Budi Arista Romadhoni
Kamis, 16 April 2026 | 20:56 WIB
Ilustrasi ASN wanita yang melakukan WFH dengan tugas ganda yang sibuk menyelesaikan pekerjaan rumah tangga. [Dok Suara.com/AI]
Baca 10 detik
  • Ana, seorang ibu rumah tangga, bekerja sebagai konten kreator Facebook untuk menambah penghasilan keluarga di rumahnya sendiri.
  • Pekerjaan tersebut menimbulkan beban ganda karena Ana harus menyeimbangkan tugas domestik dan profesional secara bersamaan setiap hari.
  • Kondisi ini memicu konflik peran serta tekanan mental akibat pembagian tugas rumah tangga yang tidak adil bagi perempuan.

SuaraJawaTengah.id - Baru lima menit Ana membuka laptop, anak bungsunya ribut merengek ke kamar mandi. Belum sempat membaca email pertama, ia dihadapkan pada pilihan: Bekerja dengan sistem work from home (WFH) atau menjadi ibu rumah tangga seutuhnya.

Enam bulan belakangan Ana mencari tambahan penghasilan dari monetisasi online. Memproduksi konten yang diunggah ke akun profesional Facebook.

Awalnya dia hanya menyempatkan waktu maksimal 2 jam sehari untuk riset ide, edit foto di Canva, dan upload ke Facebook. Dari situ dia berharap mendapatkan uang dari iklan, fitur bintang, dan konten bermerek.

Seiring bertambahnya jumlah pengikut dan keinginan mengembangkan akun, ada tuntutan menambah waktu kerja.

Dari semula hanya sekali unggahan per hari, menjadi 3 kali posting—pagi, siang, sore yang rata-rata memakan 1 jam kerja.
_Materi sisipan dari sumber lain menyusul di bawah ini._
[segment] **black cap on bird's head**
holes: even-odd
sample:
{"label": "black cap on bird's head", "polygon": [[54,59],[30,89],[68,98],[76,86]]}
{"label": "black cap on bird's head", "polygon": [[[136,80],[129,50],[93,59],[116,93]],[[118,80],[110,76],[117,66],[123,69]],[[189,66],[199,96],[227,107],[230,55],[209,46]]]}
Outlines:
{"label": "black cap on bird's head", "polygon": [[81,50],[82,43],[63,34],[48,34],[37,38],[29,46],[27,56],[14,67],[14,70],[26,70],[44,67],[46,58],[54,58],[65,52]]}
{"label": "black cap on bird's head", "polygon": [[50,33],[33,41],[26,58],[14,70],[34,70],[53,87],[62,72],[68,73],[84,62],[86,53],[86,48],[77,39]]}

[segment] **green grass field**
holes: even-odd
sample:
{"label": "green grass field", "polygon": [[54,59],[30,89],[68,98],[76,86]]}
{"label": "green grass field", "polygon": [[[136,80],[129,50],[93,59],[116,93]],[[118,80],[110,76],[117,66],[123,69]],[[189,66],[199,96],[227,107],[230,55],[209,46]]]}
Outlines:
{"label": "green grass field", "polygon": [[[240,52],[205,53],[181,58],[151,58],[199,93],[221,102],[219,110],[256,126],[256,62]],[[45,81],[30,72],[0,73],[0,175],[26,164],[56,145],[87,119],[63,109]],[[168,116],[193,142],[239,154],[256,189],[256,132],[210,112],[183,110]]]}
Total dalam sehari Ana menyisihkan minim 4 jam bekerja di laptop dan telepon genggam.  

“Lumayan dari berburu gift senilai 1 sen dolar—setara Rp150 hingga Rp160 tergantung kurs mata uang—bisa kumpul sedikit-sedikit,” kata Ana kepada Suara.com, Kamis (16/4/2026).    

Sebagai ibu rumah tangga yang nyambi bekerja di rumah, tantangan paling melelahkan bukan dari capeknya bekerja. Tapi samarnya batas antara kerja formal dengan beban tugas domestik.

“Masalah paling besar tercampurnya kerja-kerja domestik. Antara tugas rumahan, ngurus anak-anak—dari pekerjaan formal. Kadang suami juga merasa ‘ini kenapa sih kok main HP terus’.”

Ibu rumah tangga yang punya kerja sampingan konten kreator sekilas memang mirip pengangguran. Berjam-jam menghabiskan waktu scroll Facebook, Instagram, dan TikTok.

Baca Juga: 5 Ide Bisnis Ibu Rumah Tangga yang Punya Bayi: Cari Cuan Sambil Momong

“Kelihatannya kalau orang lihat kayak ibu-ibu yang mainan HP aja kan. Kayak nggak ada hasilnya.”

Memikul Beban Ganda

Ilustrasi Ibu Rumah Tangga (Pexels/RODNAE Productions)

Bagi banyak perempuan, bekerja dari rumah bukan sekadar soal fleksibilitas. Di saat yang sama, mereka tetap memikul pekerjaan domestik tanpa jeda—menciptakan beban ganda yang kerap tak terlihat.

Mereka harus berdarah-darah membagi tenaga dan pikiran untuk menyelesaikan dua tugas sekaligus.  

“Saya orangnya agak ribet kalau ada kerjaan rumah dan harus menyelesaikan kerjaan online juga. Memang harus pinter bagi waktu. Karena masih awalan jadi belum bisa mengatur waktu.”

Setiap hari Ana harus pandai memilah pekerjaan mana yang mesti segera dituntaskan. Masalah jadi runyam jika panggilan mengurus anak datang bersamaan dengan tenggat kerja.